{error, tid_not_found} when encoding/decoding

jinganix / enif_protobuf

A Google Protobuf implementation with enif (Erlang nif)

38 stars 21 forks source link

{error, tid_not_found} when encoding/decoding #8

Closed bwalkowi closed 5 years ago

bwalkowi commented 5 years ago

Hi,

sometimes I get tid_not_found during either data encoding or decoding. After eliminating the option that messages were invalid I take a look at enif_protobuf code. If I understand it correctly some space is allocated in state (exactly erlang:system_info(logical_processors) slots) so that each thread can keep it's data there. When new thread comes it simply takes one of the empty slots. If no slot is available then {error, tid_not_found} is returned. Is it possible that there can be more threads than logical_processors? or that threads die and are respawned with dirrefent tid? Either way, would it be possible to clear state->tdata so it can be populated again instead of returning error? or add function to do so (e.g. purge_tdata) from erlang?

jinganix commented 5 years ago

Yes, you understand correctly. We can clear state->tdata and populate it again.

Attaching data to every thread as the thread-specific data, maybe it's a better way to solve the problem. However, I failed to find a proper way to get and set thread-specific data.

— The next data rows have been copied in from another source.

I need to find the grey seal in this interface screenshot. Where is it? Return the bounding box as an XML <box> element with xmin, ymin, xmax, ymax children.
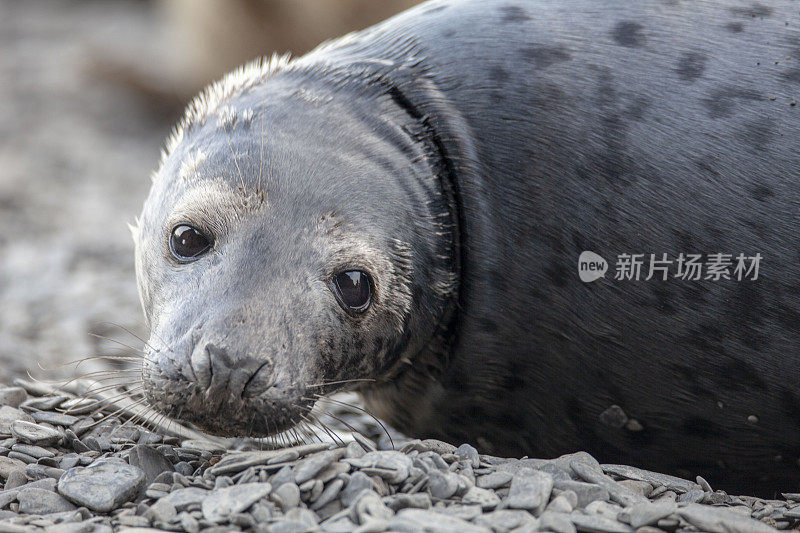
<box><xmin>134</xmin><ymin>0</ymin><xmax>800</xmax><ymax>493</ymax></box>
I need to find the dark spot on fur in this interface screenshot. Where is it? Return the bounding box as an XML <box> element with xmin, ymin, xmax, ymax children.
<box><xmin>731</xmin><ymin>3</ymin><xmax>772</xmax><ymax>18</ymax></box>
<box><xmin>423</xmin><ymin>6</ymin><xmax>447</xmax><ymax>15</ymax></box>
<box><xmin>564</xmin><ymin>396</ymin><xmax>581</xmax><ymax>426</ymax></box>
<box><xmin>480</xmin><ymin>318</ymin><xmax>497</xmax><ymax>333</ymax></box>
<box><xmin>725</xmin><ymin>22</ymin><xmax>744</xmax><ymax>33</ymax></box>
<box><xmin>703</xmin><ymin>86</ymin><xmax>761</xmax><ymax>118</ymax></box>
<box><xmin>681</xmin><ymin>417</ymin><xmax>723</xmax><ymax>439</ymax></box>
<box><xmin>500</xmin><ymin>6</ymin><xmax>531</xmax><ymax>22</ymax></box>
<box><xmin>737</xmin><ymin>118</ymin><xmax>774</xmax><ymax>151</ymax></box>
<box><xmin>675</xmin><ymin>52</ymin><xmax>708</xmax><ymax>83</ymax></box>
<box><xmin>750</xmin><ymin>184</ymin><xmax>775</xmax><ymax>202</ymax></box>
<box><xmin>488</xmin><ymin>65</ymin><xmax>508</xmax><ymax>84</ymax></box>
<box><xmin>781</xmin><ymin>390</ymin><xmax>800</xmax><ymax>426</ymax></box>
<box><xmin>544</xmin><ymin>258</ymin><xmax>570</xmax><ymax>287</ymax></box>
<box><xmin>781</xmin><ymin>68</ymin><xmax>800</xmax><ymax>83</ymax></box>
<box><xmin>625</xmin><ymin>96</ymin><xmax>651</xmax><ymax>120</ymax></box>
<box><xmin>719</xmin><ymin>357</ymin><xmax>767</xmax><ymax>391</ymax></box>
<box><xmin>653</xmin><ymin>284</ymin><xmax>677</xmax><ymax>315</ymax></box>
<box><xmin>519</xmin><ymin>44</ymin><xmax>570</xmax><ymax>68</ymax></box>
<box><xmin>611</xmin><ymin>20</ymin><xmax>645</xmax><ymax>48</ymax></box>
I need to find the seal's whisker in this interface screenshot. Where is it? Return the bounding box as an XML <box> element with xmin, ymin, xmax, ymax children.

There is another way. The ep_tdata_t is not thread specific. We can pop or create tdata from a synchronized pool. Push it back after encoding or decoding for reuse.

bwalkowi commented 5 years ago

Synchronized pool sounds good. I thought ep_tdata_t was thread specific since ep_lock_t that points to it also keeps tid and one thread always uses ep_lock_t it previously marked. But if it is not then synchronized pool should fix the problem. It will create new tdata only if there are more than logical_processors threads trying to encode/decode msg at the same time.

On the other hand, if it is not thread specific and can be reused then cleaning it should be as simple as setting state->lock_used to 0 (or 1 and immediately taking first slot for current thread)? With this no new memory would need to be allocated. Also I assume it should be rather rare so populating it again shouldn't be expensive.

What do you think?

jinganix commented 5 years ago

Have you changed +S Schedulers:SchedulerOnline options? My cpu has 8 logic cores, when I use +S16:16 options the error will occur. Changing erlang:system_info(logical_processors) to erlang:system_info(schedulers) will fix this.

We could not simply clear state->lock_used and take the first ep_tdata_t for reuse, because it might be used by other threads. We should lock it at least.

bwalkowi commented 5 years ago

erlang:system_info(schedulers) is better limit than erlang:system_info(logical_processors). Then again, I wonder if situations where threads dies without taking down whole system and are respawned with new tid are possible. Even if number of threads is constant tid can change. Maybe beside changing logical_processors to schedulers we should also use synchronized pool/stack as state->locks (e.g. linked list). Then each thread can pop one slot from it and push it back ones it finishes encoding/decoding. Since there shouldn't be more threads than schedulers we can allocate all slots at load time.

How about this?

jinganix commented 5 years ago

Yes, it's a robust method. But if we use a pool, we should lock it twice when every encoding or decoding. Your previous method that clearing state->lock_used is better, by carefully comparison.

Because when state->lock_used == state->lock_n, we don't need any lock. If any tid is changed, then no tdata will be resolved, we just wait for the state->cache_lock then clear state->lock_used.

bwalkowi commented 5 years ago

Sure, if you're fine with this I will try to implement it and create a pr after testing.